We were on a down wind sail, so with these conditions we only furl out the Genoa to the first reef, which for our sail boat, is where a normal jib sail would be at 100%. We sailed against the fowl tide at about 3knots but as predicted, as we got to the corner the tide started to turn in our favour and once we were behind the headland, the swell from the Atlantic dissipated.

With a downwind sail we needed to gybe the boat, we had done two gybes when we decided to turn the cameras on, so that we could film our gybe. We had two great gybes, but the one we filmed was not so great. Beverley called it disastrous, but realistically, there were a few mistakes, but we learned from them, so that is all we can do.

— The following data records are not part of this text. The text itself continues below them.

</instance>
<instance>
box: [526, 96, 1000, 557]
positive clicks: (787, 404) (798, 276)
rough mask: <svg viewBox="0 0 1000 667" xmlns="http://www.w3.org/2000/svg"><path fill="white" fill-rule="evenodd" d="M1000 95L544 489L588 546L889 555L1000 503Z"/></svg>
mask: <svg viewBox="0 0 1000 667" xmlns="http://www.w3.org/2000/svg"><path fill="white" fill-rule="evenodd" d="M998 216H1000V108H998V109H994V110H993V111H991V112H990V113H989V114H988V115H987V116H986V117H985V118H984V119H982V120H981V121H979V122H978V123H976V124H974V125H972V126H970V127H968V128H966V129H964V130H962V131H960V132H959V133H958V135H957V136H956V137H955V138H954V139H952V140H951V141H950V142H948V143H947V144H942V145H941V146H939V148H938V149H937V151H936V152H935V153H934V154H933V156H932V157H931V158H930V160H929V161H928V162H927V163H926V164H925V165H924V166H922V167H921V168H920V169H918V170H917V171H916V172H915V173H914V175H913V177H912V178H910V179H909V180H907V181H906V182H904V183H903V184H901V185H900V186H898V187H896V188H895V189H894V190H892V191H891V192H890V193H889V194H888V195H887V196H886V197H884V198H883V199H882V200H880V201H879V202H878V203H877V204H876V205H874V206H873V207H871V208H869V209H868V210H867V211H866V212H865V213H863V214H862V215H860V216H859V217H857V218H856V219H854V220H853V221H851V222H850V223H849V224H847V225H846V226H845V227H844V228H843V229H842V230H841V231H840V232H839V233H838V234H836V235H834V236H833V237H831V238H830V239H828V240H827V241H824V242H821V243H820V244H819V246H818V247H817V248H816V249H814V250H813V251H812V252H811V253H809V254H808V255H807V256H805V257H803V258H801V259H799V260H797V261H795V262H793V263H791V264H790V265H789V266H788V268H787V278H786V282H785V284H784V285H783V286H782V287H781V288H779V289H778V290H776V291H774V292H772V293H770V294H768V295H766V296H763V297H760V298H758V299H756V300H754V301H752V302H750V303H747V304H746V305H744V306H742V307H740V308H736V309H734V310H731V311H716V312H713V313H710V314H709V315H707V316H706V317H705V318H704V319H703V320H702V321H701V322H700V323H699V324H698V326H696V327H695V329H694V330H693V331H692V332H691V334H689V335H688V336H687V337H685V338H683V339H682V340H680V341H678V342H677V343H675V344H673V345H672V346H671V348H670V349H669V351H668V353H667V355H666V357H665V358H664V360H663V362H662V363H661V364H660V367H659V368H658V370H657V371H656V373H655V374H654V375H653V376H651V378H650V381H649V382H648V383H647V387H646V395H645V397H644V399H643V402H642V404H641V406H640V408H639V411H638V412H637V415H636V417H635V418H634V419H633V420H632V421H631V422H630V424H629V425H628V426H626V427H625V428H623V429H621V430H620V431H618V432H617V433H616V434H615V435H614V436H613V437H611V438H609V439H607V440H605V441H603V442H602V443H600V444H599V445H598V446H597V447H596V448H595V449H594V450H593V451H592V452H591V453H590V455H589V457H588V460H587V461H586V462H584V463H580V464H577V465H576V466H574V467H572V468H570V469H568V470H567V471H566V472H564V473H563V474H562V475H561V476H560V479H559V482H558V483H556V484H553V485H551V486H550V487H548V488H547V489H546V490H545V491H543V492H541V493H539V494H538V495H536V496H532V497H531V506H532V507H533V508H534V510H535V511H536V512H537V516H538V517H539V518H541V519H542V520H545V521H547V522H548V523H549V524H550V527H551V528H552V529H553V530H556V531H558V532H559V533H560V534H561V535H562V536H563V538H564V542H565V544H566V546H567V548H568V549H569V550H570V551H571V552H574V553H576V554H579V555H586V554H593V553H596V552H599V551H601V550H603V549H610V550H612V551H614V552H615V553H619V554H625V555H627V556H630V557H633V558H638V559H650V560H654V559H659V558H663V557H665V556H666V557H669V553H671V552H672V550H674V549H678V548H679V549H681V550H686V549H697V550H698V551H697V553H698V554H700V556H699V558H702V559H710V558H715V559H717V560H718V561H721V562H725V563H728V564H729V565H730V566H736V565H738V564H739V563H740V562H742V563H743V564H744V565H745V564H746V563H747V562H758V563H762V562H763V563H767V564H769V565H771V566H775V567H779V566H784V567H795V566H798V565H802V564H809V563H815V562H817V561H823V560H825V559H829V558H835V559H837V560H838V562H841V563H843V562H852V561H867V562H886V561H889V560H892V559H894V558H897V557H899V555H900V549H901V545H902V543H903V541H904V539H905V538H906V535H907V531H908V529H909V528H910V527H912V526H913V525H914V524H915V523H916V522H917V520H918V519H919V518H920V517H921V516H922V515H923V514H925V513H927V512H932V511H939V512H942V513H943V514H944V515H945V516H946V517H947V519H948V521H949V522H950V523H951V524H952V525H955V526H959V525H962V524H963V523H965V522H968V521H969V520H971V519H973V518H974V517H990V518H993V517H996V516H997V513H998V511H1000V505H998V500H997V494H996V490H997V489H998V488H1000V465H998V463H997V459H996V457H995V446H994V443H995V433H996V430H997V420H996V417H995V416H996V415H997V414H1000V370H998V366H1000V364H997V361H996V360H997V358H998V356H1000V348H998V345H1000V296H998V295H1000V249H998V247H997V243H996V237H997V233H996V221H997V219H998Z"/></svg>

  • Start of the gybe - Not quite ready
    Be ready for your manoeuvre, for us that is, turn our auto pilot off so that we are in control, make sure we are wearing gloves, so that the ropes do not burn our skin and have the sheet ready
  • Gybing
    While you are gybing, pull in the main sail so that when you are gybing you are in control of the main sail, so that it crosses the boat in a controlled manor. Once you have gybed let the main sail out using the main sheet.
  • Sort out the Genoa
    Normally that is a simple task, but in our case the lazy sheet was wrapped around the forward cleat, so regardless of how much Beverley cranked the working sheet, the Genoa, would not set correctly which is why Beverley had to go forward. Lesson learned, make sure that you keep the lazy sheets tight so that they do not have any slack to get fouled on cleats etc.
  • Watch where you are going
    It is really difficult to watch where you are going and not the other members of the crew, but if you are helming the boat, that is your task. Also remember that when you are gybing the wind is behind you, so do bear that in mind
  • Keep calm
    When things are going wrong then it can a very trying time, so keep calm. If tempers do get frayed, apologise as soon as you can

A lot of channels do not put in their mistakes, but honestly I can look at this clip and laugh so hard that tears are streaming down my face. I can see where we made mistakes and sometimes it is easier to learn from watching mistakes that seeing everything done right, and if we can entertain people and teach them a little then we are doing our job. With such a disastrous gybe, we decided to turn the cameras on again for our next gybe, which went a lot better apart from the fact that Beverly unwound the working sheet and not the lazy sheet. I have to say because it is smoother, it is not as easy to learn how to do it correctly.

After our gybing stint, we continued up the coast to Arklow, arriving in well after sunset, so I used my torch which I bought with our You-Tube earnings.

Raising money for the RNLI

The RNLI turned 200 years old on 4th March 2024. So as sailors and people who promote the joy of sailing, we thought that we would like to raise just £200. What we hope is that other people take up the shout and raise their own £200. In the last 200 years the RNLI have saved over 144,000 lives and yet they are funded entirely by people like you. They are not government funded.